Lidam com questões particulares e questões mais amplas, mas, se o filme nutre
algum compromisso com o andamento do caso real no qual o roteiro é baseado (ocorrido
na virada dos 20 para os 30 em Los Angeles), também coloca em linhas complementares
um segmento para o qual a idéia de organização de sentidos de um tempo em um lugar
não faz nenhum sentido. A Los Angeles dos anos 20/30 pode ajudar a explicar a
polícia, mas não um serial killer e três crianças, e ignorar a crise econômica
americana como contexto é esvaziamento da estratégia, recusada pelo filme, de
uma catalogação de sintomas históricos e sociais. Relativizemos.
A primeira frente narrativa é detectora de males sociais, com uma imagem cristalina
porque, conforme nos mostra a narrativa, não há diferença entre o que vemos e
o que é, porque vemos a corrupção policial. Nada está fora do campo. Já a segunda
frente apenas explicita a dificuldade de se detectar qualquer revelação ou demonstração
na imagem, porque o que vemos não é fiel ao que é, ou ao menos nos induz a desconfiar
dessa infidelidade, porque, afinal, não temos um acesso tão cristalino ao que
é. Essa imagem movediça começa a ser construída desde a aparição do falso filho
da protogonista, que, assim como o menino co-assassino e o serial killer,
não é possível de ser destrinchado pela imagem. Não se está no mesmo no caso das
instituições degradadas, mas de potenciais de ação e reação do ser humano, nem
sempre administráveis ou reprimíveis. E nem todas as ações e reações são dignas
de explicação, apenas são. O desafio é filmá-las e organizá-las dessa maneira,
sem parecer estarem significando as razões das ações mais esquisitas. Há
sintonia com os filmes recentes de Eastwood. A impossibilidade de se localizar
e decodificar a origem do mal, por exemplo, tem parte diretamente com Sobre
Meninos e Lobos – talvez mais solar, apesar de que esse solar é falso, com
uma militância na esperança por parte da protagonista, que, se entendermos como
parte do filme, estaremos a promover uma fusão redutora entre narração e personagem,
além de ignorar a câmera a se afastar dessa mulher enquanto o letreiro nos informa
sobre a continuidade de sua procura pelo filho perdido. Há proximidade com distância
também em relação a Menina de Ouro, Conquista da Honra e Cartas
de Iwo Jima (foto). Se há um mal em quadro, como em Menina de Ouro,
ele só é parcialmente localizável. Se há versões oficiais e individuais falsas,
como em A Conquista da Honra, não sabemos de toda falsidade individual,
embora lá como aqui alguns indivíduos enredados na farsa terminem prostrados.

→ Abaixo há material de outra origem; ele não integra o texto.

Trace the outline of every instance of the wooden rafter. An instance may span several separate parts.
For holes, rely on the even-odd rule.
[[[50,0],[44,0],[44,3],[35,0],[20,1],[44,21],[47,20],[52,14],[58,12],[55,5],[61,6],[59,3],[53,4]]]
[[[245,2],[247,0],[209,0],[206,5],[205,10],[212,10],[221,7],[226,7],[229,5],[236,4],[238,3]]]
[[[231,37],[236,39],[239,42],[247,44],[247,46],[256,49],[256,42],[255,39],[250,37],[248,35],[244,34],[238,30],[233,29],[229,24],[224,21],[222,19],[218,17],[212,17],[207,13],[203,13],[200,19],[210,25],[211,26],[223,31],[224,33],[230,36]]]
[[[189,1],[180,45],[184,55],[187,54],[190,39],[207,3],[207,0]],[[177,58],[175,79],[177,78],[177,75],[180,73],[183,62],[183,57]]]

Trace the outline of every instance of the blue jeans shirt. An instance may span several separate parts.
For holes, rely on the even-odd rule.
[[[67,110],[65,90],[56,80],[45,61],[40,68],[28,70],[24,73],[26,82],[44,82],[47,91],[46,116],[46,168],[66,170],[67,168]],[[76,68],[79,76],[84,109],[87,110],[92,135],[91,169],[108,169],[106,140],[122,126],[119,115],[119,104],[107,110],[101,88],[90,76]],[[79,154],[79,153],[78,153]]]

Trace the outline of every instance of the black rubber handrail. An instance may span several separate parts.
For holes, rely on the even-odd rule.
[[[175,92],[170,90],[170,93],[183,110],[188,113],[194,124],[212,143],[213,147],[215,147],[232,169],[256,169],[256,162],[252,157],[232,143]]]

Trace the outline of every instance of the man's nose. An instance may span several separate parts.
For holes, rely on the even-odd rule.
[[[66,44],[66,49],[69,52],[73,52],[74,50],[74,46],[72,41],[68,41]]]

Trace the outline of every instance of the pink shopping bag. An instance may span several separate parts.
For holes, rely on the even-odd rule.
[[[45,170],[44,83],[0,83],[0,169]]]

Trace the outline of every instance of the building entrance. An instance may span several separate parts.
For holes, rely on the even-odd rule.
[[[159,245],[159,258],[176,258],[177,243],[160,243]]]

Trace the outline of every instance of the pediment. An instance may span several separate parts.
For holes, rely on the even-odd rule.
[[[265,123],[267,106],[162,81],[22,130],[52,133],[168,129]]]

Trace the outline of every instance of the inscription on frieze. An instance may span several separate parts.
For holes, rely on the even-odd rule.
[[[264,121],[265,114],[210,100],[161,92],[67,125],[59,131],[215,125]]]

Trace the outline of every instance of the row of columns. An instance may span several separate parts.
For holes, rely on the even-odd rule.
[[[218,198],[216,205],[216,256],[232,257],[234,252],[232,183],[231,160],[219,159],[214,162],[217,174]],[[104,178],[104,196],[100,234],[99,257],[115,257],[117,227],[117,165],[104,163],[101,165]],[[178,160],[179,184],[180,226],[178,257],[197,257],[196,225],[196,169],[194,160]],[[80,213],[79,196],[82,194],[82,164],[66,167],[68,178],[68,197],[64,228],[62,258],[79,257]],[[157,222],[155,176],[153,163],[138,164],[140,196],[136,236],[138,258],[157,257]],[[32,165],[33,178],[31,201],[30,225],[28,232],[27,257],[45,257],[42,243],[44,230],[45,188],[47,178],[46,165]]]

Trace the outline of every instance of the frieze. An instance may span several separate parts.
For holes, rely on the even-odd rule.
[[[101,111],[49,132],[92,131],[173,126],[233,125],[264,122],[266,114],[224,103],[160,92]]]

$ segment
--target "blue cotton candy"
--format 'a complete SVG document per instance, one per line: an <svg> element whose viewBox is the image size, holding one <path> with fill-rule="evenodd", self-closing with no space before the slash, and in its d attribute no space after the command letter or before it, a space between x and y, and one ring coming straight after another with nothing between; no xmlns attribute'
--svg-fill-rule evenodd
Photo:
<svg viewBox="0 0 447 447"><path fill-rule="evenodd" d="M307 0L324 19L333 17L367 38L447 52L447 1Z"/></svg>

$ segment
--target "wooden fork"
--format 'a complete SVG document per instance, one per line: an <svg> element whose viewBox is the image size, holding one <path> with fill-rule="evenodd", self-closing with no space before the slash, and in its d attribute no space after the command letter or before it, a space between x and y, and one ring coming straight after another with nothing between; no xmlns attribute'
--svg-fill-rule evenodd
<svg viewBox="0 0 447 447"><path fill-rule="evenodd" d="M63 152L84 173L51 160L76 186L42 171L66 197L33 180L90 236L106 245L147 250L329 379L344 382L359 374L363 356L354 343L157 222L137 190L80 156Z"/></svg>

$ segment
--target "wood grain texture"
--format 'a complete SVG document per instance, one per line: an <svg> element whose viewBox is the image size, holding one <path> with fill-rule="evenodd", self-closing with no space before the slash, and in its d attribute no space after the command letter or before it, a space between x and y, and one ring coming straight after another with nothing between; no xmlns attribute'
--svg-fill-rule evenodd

Se há elogio da resistência, como em As Cartas de Iwo Jima, não são dados
do passado (diegético), mas do presente da protagonista em relação ao futuro.
Chegamos ao ponto. Se em tantos filmes do diretor há uma
busca da memória e uma procura arqueológica por resíduos(como em Iwo Jima),
pois só no passado é possível encontrar vestígios de um mundo organizado de maneira
simplificada e grosseira para o futuro, em A Troca existe apenas o presente
– e uma cartela informativa sobre o futuro, na qual sabemos do fracasso da procura
da protagonista. Angelina Jolie é essa mulher, boa mãe sem
marido, funcionária de uma companhia telefônica. Ao deixar de levar o filho para
ver um filme de Chaplin, no final dos anos 20, e optar por resolver um pepino
qualquer na empresa, Angelina escolhe uma responsabilidade no lugar de outra,
a da profissional no lugar de mãe, e isso resulta no desaparecimento de seu pequeno.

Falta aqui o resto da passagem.